There’s something strange going on in Russia, where the creation of a tactical intelligence, surveillance, and reconnaissance drone intended to resemble an incognito owl is being celebrated as a militarized innovation at one of the nation’s premier defense shows.

The avian robot, which was unveiled Tuesday during the Russian Defense Ministry’s annual military expo near Moscow, is equipped with a laser beam to assist in artillery and aviation precision, weighs in at about 11 pounds, can fly for upwards of 12 miles, and is capable of identifying targets at 10 meters away, the Moscow Times reported.

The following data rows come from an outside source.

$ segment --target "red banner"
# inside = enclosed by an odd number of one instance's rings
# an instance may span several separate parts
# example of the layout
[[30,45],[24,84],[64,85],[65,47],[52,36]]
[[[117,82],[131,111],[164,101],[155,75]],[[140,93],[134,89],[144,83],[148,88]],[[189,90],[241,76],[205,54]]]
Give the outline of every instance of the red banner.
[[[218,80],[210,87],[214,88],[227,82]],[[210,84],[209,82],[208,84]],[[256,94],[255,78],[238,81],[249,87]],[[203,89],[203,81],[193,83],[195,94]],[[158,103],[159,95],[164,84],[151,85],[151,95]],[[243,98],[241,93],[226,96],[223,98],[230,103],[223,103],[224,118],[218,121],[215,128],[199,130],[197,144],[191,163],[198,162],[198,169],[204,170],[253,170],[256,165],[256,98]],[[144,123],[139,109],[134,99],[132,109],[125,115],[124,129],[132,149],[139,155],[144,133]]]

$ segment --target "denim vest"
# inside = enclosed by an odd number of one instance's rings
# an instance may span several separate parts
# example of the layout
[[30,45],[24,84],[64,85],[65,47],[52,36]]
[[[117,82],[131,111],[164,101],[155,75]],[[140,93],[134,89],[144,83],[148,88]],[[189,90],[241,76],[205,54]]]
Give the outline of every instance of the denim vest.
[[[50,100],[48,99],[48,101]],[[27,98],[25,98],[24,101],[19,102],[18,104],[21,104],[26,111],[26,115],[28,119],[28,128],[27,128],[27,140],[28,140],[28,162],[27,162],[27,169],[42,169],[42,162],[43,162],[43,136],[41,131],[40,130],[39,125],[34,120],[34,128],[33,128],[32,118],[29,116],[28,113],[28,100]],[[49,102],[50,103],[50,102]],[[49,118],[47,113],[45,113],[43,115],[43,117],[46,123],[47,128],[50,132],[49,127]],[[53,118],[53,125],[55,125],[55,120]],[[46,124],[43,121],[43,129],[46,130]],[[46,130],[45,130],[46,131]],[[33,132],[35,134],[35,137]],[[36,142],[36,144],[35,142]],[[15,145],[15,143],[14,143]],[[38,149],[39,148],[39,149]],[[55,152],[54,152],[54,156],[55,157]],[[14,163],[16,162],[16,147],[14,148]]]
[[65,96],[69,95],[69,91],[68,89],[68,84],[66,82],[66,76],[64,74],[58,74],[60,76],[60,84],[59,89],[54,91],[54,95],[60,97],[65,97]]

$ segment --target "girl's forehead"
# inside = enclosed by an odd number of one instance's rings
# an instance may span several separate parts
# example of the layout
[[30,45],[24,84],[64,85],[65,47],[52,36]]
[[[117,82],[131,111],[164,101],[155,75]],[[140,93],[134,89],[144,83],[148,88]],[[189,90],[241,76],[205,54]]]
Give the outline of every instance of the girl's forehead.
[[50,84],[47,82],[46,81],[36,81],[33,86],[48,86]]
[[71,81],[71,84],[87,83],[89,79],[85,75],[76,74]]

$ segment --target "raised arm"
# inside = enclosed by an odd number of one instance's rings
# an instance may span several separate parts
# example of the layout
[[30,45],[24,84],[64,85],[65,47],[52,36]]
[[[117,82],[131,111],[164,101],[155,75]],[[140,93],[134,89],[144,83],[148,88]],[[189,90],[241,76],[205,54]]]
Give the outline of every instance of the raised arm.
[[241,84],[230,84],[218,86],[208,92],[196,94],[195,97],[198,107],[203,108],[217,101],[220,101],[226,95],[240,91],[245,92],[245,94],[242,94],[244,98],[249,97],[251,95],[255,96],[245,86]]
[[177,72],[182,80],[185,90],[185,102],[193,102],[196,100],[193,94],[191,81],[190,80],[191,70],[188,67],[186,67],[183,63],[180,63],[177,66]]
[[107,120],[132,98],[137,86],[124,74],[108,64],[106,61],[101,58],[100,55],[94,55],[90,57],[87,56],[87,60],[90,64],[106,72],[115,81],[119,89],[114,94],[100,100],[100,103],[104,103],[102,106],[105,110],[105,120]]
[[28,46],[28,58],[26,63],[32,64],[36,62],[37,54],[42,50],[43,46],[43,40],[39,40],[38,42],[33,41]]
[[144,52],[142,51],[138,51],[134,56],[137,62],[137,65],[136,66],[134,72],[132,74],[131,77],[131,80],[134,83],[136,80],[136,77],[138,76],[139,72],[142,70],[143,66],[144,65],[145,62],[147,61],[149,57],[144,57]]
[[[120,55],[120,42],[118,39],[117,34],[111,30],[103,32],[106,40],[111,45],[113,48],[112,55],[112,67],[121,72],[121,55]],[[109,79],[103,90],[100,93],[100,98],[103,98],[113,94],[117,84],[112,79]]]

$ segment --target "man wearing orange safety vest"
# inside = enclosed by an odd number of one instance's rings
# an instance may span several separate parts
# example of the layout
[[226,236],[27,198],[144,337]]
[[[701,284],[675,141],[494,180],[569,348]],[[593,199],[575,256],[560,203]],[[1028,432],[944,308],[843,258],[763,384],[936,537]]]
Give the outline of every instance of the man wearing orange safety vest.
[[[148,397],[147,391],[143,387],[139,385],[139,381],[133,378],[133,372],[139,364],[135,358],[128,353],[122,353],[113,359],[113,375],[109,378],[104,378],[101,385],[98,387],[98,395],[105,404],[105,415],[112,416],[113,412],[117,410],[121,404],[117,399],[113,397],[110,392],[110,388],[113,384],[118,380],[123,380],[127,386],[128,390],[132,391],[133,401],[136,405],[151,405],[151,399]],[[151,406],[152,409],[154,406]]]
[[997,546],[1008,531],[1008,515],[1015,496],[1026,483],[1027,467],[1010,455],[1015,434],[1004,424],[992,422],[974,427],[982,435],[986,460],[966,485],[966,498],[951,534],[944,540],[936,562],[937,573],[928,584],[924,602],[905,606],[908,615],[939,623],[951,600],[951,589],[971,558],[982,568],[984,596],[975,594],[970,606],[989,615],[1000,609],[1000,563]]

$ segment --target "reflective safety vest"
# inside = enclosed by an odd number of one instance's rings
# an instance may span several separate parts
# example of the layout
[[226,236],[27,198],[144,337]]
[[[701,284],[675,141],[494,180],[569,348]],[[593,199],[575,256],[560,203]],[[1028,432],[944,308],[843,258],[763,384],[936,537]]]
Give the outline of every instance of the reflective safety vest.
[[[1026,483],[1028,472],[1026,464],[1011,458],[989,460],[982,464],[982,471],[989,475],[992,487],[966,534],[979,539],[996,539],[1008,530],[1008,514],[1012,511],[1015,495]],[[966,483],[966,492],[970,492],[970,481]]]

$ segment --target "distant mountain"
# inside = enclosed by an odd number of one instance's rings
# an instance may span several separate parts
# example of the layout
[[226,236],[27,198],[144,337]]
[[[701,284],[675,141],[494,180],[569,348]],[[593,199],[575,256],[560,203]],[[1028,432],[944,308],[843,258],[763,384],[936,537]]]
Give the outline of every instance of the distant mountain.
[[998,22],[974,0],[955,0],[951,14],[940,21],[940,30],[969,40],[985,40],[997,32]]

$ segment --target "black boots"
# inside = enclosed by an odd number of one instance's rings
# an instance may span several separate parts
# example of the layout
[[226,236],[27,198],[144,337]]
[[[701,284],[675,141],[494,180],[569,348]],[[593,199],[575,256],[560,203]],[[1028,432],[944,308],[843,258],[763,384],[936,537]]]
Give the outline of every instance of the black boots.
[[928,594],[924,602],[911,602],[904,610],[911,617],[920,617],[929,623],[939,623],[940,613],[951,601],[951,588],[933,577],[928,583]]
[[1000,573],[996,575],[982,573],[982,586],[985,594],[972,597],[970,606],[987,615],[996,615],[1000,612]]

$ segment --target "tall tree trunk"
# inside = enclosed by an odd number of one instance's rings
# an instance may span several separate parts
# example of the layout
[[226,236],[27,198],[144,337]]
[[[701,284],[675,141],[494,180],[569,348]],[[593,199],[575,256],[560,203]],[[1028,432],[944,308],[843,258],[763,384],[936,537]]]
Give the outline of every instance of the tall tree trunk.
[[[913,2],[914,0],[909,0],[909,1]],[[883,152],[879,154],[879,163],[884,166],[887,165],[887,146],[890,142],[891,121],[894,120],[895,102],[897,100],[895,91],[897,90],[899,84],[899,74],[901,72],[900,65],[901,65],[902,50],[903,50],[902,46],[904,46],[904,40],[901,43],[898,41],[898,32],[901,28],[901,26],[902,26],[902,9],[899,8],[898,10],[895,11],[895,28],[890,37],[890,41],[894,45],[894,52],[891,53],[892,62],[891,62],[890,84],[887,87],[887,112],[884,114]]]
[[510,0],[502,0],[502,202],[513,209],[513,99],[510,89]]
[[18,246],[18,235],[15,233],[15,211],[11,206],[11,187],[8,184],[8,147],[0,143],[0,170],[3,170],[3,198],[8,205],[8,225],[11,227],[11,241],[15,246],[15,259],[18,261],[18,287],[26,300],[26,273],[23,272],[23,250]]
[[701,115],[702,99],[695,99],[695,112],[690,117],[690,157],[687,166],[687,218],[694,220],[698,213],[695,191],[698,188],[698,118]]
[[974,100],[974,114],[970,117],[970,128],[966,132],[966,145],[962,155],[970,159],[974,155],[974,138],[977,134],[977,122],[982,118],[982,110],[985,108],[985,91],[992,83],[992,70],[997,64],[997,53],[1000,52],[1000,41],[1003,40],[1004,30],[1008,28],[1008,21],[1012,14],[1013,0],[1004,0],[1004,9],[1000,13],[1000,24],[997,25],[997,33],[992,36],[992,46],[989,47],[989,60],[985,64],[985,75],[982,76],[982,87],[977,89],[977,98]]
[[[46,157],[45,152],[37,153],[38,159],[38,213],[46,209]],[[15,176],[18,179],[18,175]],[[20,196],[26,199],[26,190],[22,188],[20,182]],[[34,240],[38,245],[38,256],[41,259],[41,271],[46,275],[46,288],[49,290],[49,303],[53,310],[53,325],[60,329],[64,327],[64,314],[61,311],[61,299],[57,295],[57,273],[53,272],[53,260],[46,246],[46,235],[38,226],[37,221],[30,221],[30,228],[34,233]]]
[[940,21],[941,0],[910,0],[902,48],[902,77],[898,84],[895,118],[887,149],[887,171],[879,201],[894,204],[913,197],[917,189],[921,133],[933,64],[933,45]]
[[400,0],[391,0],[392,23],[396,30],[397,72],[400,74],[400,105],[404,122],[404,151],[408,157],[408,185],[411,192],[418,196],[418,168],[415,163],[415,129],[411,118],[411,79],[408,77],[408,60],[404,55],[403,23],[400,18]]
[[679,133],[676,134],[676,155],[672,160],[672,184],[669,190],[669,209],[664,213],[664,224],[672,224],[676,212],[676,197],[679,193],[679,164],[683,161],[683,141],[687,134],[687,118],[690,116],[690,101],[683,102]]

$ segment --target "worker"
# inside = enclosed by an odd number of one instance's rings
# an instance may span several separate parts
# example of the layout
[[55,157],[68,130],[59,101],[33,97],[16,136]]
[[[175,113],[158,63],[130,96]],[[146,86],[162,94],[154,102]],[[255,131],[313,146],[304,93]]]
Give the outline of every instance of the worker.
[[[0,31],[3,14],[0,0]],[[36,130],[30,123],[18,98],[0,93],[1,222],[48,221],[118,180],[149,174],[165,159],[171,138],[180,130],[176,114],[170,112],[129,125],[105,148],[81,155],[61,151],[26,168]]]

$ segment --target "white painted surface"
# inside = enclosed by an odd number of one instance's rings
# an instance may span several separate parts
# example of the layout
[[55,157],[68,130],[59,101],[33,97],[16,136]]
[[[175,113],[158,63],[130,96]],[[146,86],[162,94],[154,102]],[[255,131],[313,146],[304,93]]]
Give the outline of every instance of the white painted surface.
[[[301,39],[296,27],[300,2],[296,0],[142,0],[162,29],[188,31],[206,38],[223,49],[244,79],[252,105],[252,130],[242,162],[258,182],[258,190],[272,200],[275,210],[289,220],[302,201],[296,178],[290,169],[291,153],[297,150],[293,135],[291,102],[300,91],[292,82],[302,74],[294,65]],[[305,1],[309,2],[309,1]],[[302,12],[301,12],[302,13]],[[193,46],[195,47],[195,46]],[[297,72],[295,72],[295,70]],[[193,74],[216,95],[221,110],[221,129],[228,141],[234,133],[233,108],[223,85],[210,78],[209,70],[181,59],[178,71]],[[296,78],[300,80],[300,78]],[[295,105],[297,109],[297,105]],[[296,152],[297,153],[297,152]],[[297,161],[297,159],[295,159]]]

But at 10 meters, it is a relative certainty the drone’s target would also be able to identify an owl missing 70 percent of its face.

While its design was intended to be “menacing,” one look at the owl’s gaping mug and empty expression instead elicits feelings of early 2000s emo culture.

One could even go so far as to argue that Mr. Owl of Tootsie Pop commercial fame was more menacing.

Nevertheless, emo owl has arrived, soaring through the skies, repeatedly swooshing its hair out of its face to accurately track its prey while feelings of inner darkness and a soul plunged into the black abyss of a never-ending night cast doubts on its mission capability — and whether or not anyone will ever love it.

Could it report its findings back to Russian intelligence? Sure, but emo owl is not here to conform to the demands or norms of others.

Other, less emotional-looking birds of prey have also been considered for use as future drone designs, the report said.

U.S. intelligence research division, Iarpa, meanwhile, recently awarded a contract to D-Star Engineering to develop a U.S. variant of an owl drone as part of its Great Horned Owl Program.

The Cuban Owl Crisis is underway. Fly well, Hedwig.

Jon Simkins is a writer and editor for Military Times, and a USMC veteran.